Zakelijkheidstoets Deze leden vragen of aan de zakelijkheidstoets van het voorgestelde artikel 10a, eerste lid, is voldaan in de volgende situatie. Een familievennootschap koopt aandelen in teneinde de aandeelhouders in staat te stellen uit de opbrengst de successierechten te voldoen. De vennootschap blijft de koopsom blijkbaar schuldig, en lost deze in een vijftal jaarlijkse termijnen af. De aandeelhouders betalen de successieschuld in even zoveel termijnen. Over de schuldig gebleven koopsom is de vennootschap rente verschuldigd.
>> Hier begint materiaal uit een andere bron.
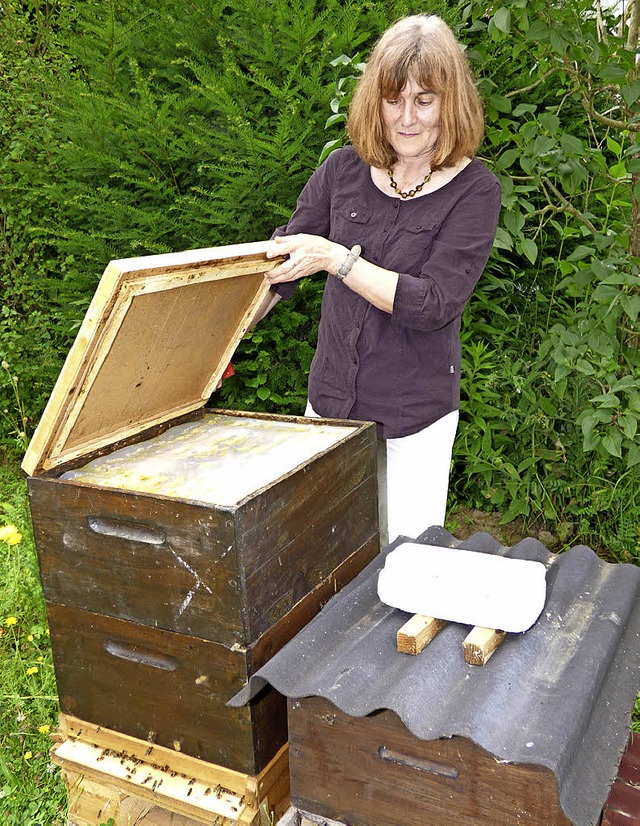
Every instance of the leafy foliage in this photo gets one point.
(132, 130)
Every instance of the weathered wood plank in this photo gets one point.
(400, 780)
(164, 687)
(110, 774)
(417, 633)
(124, 371)
(181, 558)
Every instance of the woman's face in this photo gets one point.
(412, 121)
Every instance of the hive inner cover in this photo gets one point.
(219, 459)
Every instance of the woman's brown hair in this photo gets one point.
(424, 48)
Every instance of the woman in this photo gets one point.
(403, 221)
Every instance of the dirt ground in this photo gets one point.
(463, 522)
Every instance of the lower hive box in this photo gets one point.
(535, 736)
(181, 546)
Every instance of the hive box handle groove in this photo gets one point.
(417, 763)
(141, 655)
(126, 530)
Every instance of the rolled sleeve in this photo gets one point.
(432, 298)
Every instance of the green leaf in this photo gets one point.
(500, 103)
(625, 383)
(337, 118)
(613, 146)
(523, 109)
(503, 240)
(629, 425)
(618, 170)
(529, 248)
(633, 455)
(549, 121)
(328, 148)
(630, 92)
(612, 443)
(507, 158)
(502, 19)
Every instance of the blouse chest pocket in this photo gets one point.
(349, 223)
(411, 244)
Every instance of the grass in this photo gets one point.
(31, 789)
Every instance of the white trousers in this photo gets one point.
(413, 478)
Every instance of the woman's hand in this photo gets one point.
(308, 254)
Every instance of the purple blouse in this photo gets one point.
(400, 370)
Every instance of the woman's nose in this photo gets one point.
(408, 113)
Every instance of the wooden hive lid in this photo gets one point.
(153, 345)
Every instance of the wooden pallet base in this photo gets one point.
(110, 775)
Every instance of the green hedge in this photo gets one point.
(128, 130)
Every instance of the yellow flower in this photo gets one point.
(10, 534)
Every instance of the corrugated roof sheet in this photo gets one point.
(559, 695)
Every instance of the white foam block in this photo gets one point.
(464, 586)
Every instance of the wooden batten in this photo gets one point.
(480, 644)
(417, 633)
(109, 774)
(155, 341)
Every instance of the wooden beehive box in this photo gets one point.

In de situatie waarin aandelen worden ingekocht teneinde de successierechten die betrekking hebben op de waarde van de aandelen te voldoen, zullen aan de inkoop veelal zakelijke motieven ten grondslag liggen.
Eerste Kamer, vergaderjaar 1996–1997, 24 696, nr. 52d
3
Indien de vennootschap de koopprijs schuldig blijft, zal aannemelijk moeten worden gemaakt dat het vanuit bedrijfseconomische overwegingen niet wenselijk is dat de vennootschap in een maal de desbetreffende liquiditeiten ter beschikking stelt. Dit kan bij voorbeeld het geval zijn wanneer de vennootschap niet over de benodigde liquide middelen beschikt. Bij de beoordeling of aan de rechtshandeling en de geldlening in overwegende mate zakelijke motieven ten grondslag liggen is het uiteraard van belang dat de aflossing door de vennootschap in gelijke termijnen geschiedt als de voldoening van de successierechten door de aandeelhouder. Artikel I, onderdeel C.3, (artikel 13, tweede lid, van de Wet op de vennootschapsbelasting 1969)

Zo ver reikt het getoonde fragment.